Now you have even more reasons to make sure your landing page is mobile-friendly and that its UI and creative match the ad creative.
Shrewd use of a the Download CTA button by the New York Times
CTAs currently supported by Instagram ads include Sign Up, Download, Watch Now, Contact Us, Apply Now, Shop Now, Book Now and Learn More. No, you can’t create custom CTA microcopy, but that could be a good thing, as the community of Instagram users has likely already grown accustomed to these limited options and what’s likely to happen when they tap on each.
If you’re promoting a lead capture landing page with your ad, it makes sense to use one of the more transaction-oriented CTA options, like Contact Us or Apply Now. If you’re promoting gated premium content assets, then Download or Learn More would probably be the best match.
4. Make sure your hashtags are optimized
Hashtags can blow up on platforms like Periscope, Twitter and Instagram in a matter of hours. On Instagram, according to data from Simply Measured, brands use an average of 2.5 hashtags per post, and posts with one or more hashtags in their captions see 12.6% more engagement.
A few things to keep in mind for hashtags in Instagram ads. Firstly, remember that hashtags are used differently here than elsewhere. With Instagram, people don’t follow topics with hashtags like they do on Twitter, instead including them in caption blurbs for clever color commentary.
On Twitter, moreover, it’s considered bad form to use more than two or three hashtags per post, whereas on Instagram, it’s common to see dozens in a given caption. Instagram allows up to 30 hashtags per post.
To find the best hashtags for the content of your Instagram posts, you can use a hashtag search engine like Hashtagify, which will aggregate the latest uses of the hashtag you search for, display popularity scores, list recommend additional hashtags that commonly appear alongside yours, and even export lists of selected rows of results.
Example of search results on Hashtagify.me
Secondly, using informative hashtags is almost always more effective than abstract messages. This is why hashtags like #IceBucketChallenge spread like wildfire; it presents its message clearly with little to no explanation required.
A contingency plan is also a must have for hashtags. The internet has a mind of its own and can quickly turn something sour through scads of ironic and snarky comments (even the White House had to have a backup plan when the #ObamacareIsWorking hashtag spun out of control; it was quickly replaced with #ILikeObamacare).
Beyond that, ensure that your hashtag is easy to read and hard to misconstrue, keep it short, and always remember to monitor the conversation surrounding it.
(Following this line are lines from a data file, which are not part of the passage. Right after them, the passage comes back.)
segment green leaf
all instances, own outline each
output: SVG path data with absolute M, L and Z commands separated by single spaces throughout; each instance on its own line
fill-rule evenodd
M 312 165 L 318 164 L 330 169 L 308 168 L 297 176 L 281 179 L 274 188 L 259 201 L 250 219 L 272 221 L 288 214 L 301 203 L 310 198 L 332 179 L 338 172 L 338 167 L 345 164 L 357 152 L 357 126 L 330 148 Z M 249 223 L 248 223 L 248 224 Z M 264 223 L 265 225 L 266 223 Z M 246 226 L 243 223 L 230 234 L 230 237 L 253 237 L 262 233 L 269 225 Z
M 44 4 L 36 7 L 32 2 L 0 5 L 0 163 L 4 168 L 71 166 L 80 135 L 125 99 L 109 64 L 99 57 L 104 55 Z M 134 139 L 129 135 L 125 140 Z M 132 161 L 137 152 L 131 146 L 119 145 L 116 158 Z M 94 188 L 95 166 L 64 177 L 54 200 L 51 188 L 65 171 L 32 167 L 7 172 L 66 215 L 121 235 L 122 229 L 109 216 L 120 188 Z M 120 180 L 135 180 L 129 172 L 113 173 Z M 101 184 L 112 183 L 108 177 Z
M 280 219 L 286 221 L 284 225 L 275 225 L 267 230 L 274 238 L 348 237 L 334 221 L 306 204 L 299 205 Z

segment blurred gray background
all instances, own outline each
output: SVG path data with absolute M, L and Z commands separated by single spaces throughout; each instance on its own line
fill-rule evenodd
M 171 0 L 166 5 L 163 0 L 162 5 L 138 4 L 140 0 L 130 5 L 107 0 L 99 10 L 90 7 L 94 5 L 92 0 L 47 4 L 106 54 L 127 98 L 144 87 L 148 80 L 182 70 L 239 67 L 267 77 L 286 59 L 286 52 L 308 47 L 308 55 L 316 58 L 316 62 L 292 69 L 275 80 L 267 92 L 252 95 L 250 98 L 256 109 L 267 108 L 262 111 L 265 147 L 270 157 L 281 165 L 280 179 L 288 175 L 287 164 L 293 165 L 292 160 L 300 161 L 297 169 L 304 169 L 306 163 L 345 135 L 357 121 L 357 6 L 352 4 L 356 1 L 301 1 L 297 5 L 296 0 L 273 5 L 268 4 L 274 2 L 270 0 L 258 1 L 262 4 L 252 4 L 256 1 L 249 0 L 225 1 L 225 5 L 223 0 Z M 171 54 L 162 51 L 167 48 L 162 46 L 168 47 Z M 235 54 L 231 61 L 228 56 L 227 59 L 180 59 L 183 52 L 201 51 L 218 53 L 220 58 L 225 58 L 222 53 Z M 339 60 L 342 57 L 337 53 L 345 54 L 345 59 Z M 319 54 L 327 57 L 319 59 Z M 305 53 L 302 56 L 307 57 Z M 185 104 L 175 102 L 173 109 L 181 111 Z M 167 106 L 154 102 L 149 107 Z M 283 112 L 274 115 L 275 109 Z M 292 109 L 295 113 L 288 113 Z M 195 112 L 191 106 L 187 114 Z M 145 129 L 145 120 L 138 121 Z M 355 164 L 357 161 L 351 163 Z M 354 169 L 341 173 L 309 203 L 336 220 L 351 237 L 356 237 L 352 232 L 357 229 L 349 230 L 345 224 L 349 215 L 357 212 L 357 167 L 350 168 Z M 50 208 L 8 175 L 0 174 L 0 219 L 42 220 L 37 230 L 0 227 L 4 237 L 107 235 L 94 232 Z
5. Remember that your ads don’t need to be ads
Promoted posts aren’t the only kind of paid media available on Instagram. Today there’s a thriving ecosystem for sponsoring posts on influential accounts.
Marketplaces such as Speakr, BrandSlip and TapInfluence make it easy to buy and sell placements, while still more platforms can broker deals for shoutout mentions, acquiring entire accounts and even sponsoring shoppable selfies.
One of the most effective tactics in the book, influencer marketing on Instagram delivers more than eight times the impact that it does on Facebook, according to a study from RhythmOne (pdf). The data shows that when brands hire influencers to post on their behalf on Instagram, the posts see 177 user actions for every 1000 views, whereas on Facebook, the posts see just 21 user actions for every 1000 views.
Instagram influencer sponsorship marketplaces are surprisingly affordable, and they make it easy to find people with the most relevant follower communities. Manual outreach to these people would involve far more risk and time investment.
On Instagram, success requires a focus on mobile experience as well as an authentic, user-generated style. If you don’t prioritize these key elements, low clickthrough and conversion rates are inevitable. The key to getting to the core of this urban millennial-dominated channel is through emotional resonance and transparency.